Un changement bien plus profond et lourd de sens qu'il n'y parait. Mercredi, le ministre de la Défense russe a annoncé avoir nommé le général Valéri Guerassimov comme nouveau commandant en chef de son offensive ukrainienne en remplacement de Sergueï Sourovikine, à ce même poste pour trois petits mois seulement.
Si cette valse des généraux peut être lue comme une sanction envers Sourovikine pour les échecs militaires successifs sur le terrain ces dernières semaines dont la perte de Kherson, Sergueï Jirnov, ancien officier de renseignement du KGB, va plus loin dans l'analyse.
Invité sur l'antenne de BFMTV ce jeudi, celui-ci estime que "ce qui s’est passé hier, à mon avis, c’est aussi capital que le 24 février 2022" et le début de l'invasion russe.
Changement d'échelle
Selon lui, le choix de cet homme, qui est le militaire le plus haut-gradé du pays, est "un changement capital du caractère de la guerre" par Vladimir Poutine.
"Jusqu‘à maintenant, c’était une opération spéciale pour les Russes, ça veut dire qu’on prenait un petit contingent, on mettait quelques généraux à la tête de ce contingent, et on essayait de bricoler une petite guerre", détaille-t-il.

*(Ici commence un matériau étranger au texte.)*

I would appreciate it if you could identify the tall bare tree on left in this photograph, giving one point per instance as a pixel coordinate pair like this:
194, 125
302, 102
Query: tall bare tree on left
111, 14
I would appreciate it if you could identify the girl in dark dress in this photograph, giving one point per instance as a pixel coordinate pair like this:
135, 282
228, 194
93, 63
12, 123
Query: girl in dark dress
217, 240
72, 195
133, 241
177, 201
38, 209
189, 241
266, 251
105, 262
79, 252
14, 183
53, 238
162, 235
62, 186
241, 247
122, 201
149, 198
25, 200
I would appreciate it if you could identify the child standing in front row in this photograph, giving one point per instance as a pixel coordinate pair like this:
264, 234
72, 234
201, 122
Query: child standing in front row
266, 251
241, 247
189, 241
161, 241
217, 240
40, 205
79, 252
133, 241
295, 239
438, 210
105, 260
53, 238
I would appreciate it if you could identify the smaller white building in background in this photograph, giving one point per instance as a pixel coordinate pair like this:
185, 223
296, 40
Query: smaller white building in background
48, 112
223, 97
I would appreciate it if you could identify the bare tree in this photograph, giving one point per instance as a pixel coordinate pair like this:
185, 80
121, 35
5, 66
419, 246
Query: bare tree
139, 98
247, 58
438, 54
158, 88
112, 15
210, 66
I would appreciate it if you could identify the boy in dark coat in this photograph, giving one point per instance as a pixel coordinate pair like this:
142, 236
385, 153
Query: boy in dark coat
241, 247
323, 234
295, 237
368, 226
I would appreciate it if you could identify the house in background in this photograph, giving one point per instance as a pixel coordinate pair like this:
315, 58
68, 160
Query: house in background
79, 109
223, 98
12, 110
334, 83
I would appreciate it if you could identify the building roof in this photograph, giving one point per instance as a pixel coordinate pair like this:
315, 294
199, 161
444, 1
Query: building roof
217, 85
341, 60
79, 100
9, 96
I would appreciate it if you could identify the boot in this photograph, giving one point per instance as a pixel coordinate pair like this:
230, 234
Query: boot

Or, la présence de Guerassimov fait "changer complètement d’échelle" au conflit. "C'est le militaire numéro un du pays, qui donne les ordres à tous les autres militaires. Au-dessus de lui, il n’y a que le ministre de la Défense, qui est un politicien, même s’il porte l’uniforme, et Poutine."
De plus, ce même Sergueï Jirnov fait également planer l'ombre d'une guerre plus dure en Ukraine, et replace le risque nucléaire dans l'équation. "Guerassimov c’est celui qui parmi les trois personnages de l’état russe possède la mallette nucléaire, les codes nucléaires, ça veut dire qu’il n’a plus besoin de passer par qui que ce soit."
Toutefois, l'emploi d'armes nucléaires est à nuancer. Dans la doctrine militaire qui porte son nom, Guerassimov met de côté ce type d'armes dans le cadre de la guerre hybride qui y est définie.
Paradigme différent
Cette théorie de changement d'échelle est validée par Alexandre Melnik, ancien diplomate à Moscou également invité sur notre antenne ce jeudi.
"Il y a un changement de paradigme", confirme-t-il.
"On s’éloigne du champ lexical de l’opération militaire lointaine, qui ne concerne pas l’ensemble du pays et on glisse vers une vraie guerre qui impacte la société russe dans son ensemble. C’est la dernière cartouche de Poutine, donner cet élan patriotique, engager la nation entière, c’est la solution de sortie pour Poutine", conclut-il.